From: George A. Heintzelman (georgeh_at_[hidden])
Date: 2002-07-30 14:08:12
> > class X { int x; };
> > class Y { int y; };
> > class Derived: public X, public Y {};
> >
> > The layout of Derived is going to be X::x followed by Y::y (or
> > vice-versa). If you do:
> >
> > ptr<Derived> pd = new Derived (whatever syntax) ;
> > ptr<Y> py = pd;
> > ptr<X> px = pd;
> >
> > one of py, px is going to point into the middle of the Derived object;
> > and then the imputed reference count location will be *wrong*. So
> > either you need to forbid ptr's to multiply-derived objects or forbid
> > conversions to base classes inside ptr's. Either of these is a pretty
> > serious price to pay, IMHO.
>
> Well it is easy to fix but haven't done it yet. You just implement some
> sort of template constructor which will cast the offset properly with
> static_cast<>s directly or assignments assertions.
Er, how, while keeping sizeof(ptr<Y>) == sizeof(Y *))?

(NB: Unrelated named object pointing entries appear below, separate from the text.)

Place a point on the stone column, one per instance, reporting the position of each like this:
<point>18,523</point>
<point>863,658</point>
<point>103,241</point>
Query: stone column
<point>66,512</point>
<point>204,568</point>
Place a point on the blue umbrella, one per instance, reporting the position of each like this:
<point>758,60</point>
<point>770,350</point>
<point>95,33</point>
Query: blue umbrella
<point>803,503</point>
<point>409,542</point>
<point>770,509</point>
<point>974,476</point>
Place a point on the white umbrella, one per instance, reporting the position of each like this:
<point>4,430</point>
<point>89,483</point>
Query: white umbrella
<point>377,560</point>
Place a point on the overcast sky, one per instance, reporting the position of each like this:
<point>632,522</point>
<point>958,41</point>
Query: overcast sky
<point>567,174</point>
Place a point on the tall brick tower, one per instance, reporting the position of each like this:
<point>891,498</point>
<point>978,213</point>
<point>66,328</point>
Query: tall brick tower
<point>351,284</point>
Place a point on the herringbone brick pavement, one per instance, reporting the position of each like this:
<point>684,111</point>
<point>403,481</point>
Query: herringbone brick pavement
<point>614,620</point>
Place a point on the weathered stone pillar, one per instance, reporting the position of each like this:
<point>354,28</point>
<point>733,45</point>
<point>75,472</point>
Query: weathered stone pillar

A plain old Y object, we have a ptr<Y>, containing some pointer P. One
reasonable implementation is:
+----------------
| Ref count
P -> +----------------
| Y::y
+----------------
Now, for a Derived object, which we now make a ptr<Y> for. Where to
place the pointer P for this, A or B?
+----------------
| Ref count
A -> +----------------
| X::x
B -> +----------------
| Y::y
+----------------
If you place it at A, then you get X::x when you refer to py->y, which
is clearly wrong. If you place it at B, then when the ptr<Y> goes out
of scope, you will decrement X::x instead of the Ref count. You can't
define a ptr<Y> that works the same way for both a real Y object and a
Y object that is part of a Derived object.
Hence the need for 2 pointers, wherever you put the refcount. You can,
of course, attach the ref count to the allocation with an operator new
if you like...
If you claim you have a solution that keeps sizeof(ptr<X>) == sizeof(X
*), you'll have to demonstrate it more convincingly.
George Heintzelman
georgeh_at_[hidden]